Peter admits that his life goal is to build one larger than 100 meters in diameter, which could create 10ft waves unprecedented wave size larger than 10ft and have no less than seven wave formers distributed around its circumference of 310 meters. He would divide its inner island ‘coastline’ into 3 ‘beaches’ of a 3-pointed star island shape, and at its 3 points, have the waves die off, then quickly rebuild for the next beach section. In this way, each wave former rises and falls three times per rotation, creating three rides (each) per rotation, translating into, and up to 1470 wave rides per hour lasting longer than a minute each, peeling at 5 meters per second, which equals really big waves. “Imagine what we could do with a 300-meter carousel! The sky’s the limit,” he added.

As for energy consumption, Peter makes the point that traveling standing tech uses less energy than standing waves as it pumps water at a much lower flow velocity due to the wave profile’s rate moving against it, making up the difference.

“I must emphasize that the design brief I set for myself many years ago was to create a system for wave pool surfing that reduces the cost 10-fold while producing waves that are much more ‘gnarly’ and much more desirable, not to compete with regular ocean surfing, but to compete with iconic ocean surfing.

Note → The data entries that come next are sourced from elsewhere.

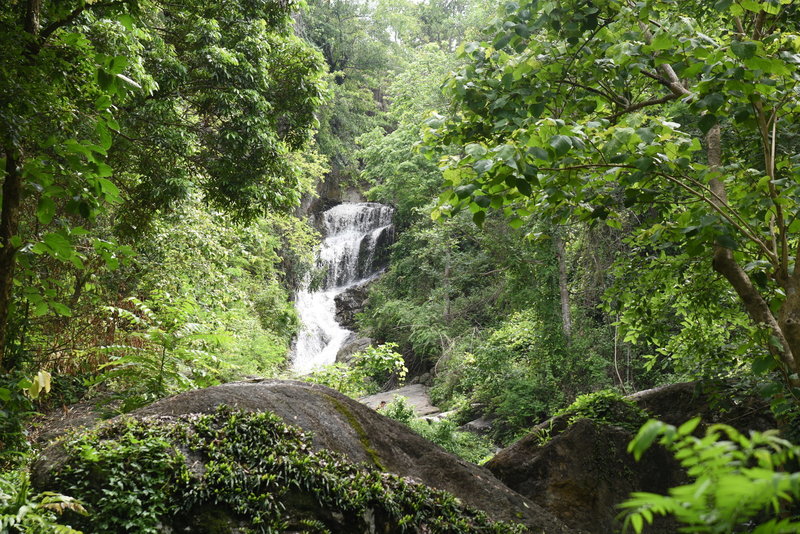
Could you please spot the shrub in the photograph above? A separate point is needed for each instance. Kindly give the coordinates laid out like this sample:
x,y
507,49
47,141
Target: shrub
x,y
739,482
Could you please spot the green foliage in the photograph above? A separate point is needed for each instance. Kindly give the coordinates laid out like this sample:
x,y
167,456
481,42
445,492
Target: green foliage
x,y
738,481
17,395
117,112
164,353
133,478
23,512
607,407
444,432
381,365
141,474
679,118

Note that, like Teahupo’o in Tahiti, the effective wave height in the SurfRing is greatly extended by its deep trough. So a 6ft wave has its crest only 3-4ft above pool water level, which is an important factor making our system very energy efficient,” he said.

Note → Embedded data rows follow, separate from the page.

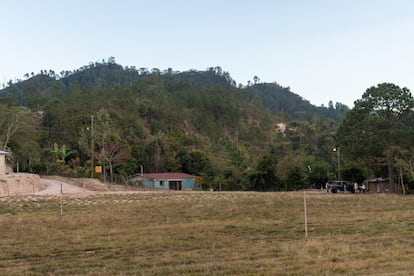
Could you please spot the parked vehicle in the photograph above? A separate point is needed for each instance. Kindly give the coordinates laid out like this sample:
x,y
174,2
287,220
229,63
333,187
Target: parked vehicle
x,y
341,186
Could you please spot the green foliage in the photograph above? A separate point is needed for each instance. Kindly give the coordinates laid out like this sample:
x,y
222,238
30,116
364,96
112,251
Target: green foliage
x,y
378,129
197,122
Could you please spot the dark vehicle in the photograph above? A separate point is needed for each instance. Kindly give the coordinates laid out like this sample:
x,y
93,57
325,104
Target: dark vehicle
x,y
341,186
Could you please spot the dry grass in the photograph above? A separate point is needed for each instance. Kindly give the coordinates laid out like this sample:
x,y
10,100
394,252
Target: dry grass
x,y
203,233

Peter and his team have continuously tested scale models, as all sound engineers and scientists do. “We are a wave pool technology company, not a wave pool project. We put the idea of building a wave pool in Jeffrey’s Bay on hold as the business case is not optimal at that location. Our pilot project will be built wherever and whenever we find the right partner,” he adds. Peter regards Surf Ring’s success as securing Intellectual property rights of their tech. Or, as he puts it, “our secure IP is the dry powder for the explosion of wave pool developments and surfing globally. Those who invest in us will see an insanely large return. A key current strategy is to make our tech available to an established wave pool brand.”

So, as to who by and where a full-scale version will be built is anyone’s guess. Tech bros and investment consortiums, please form an orderly, circular queue.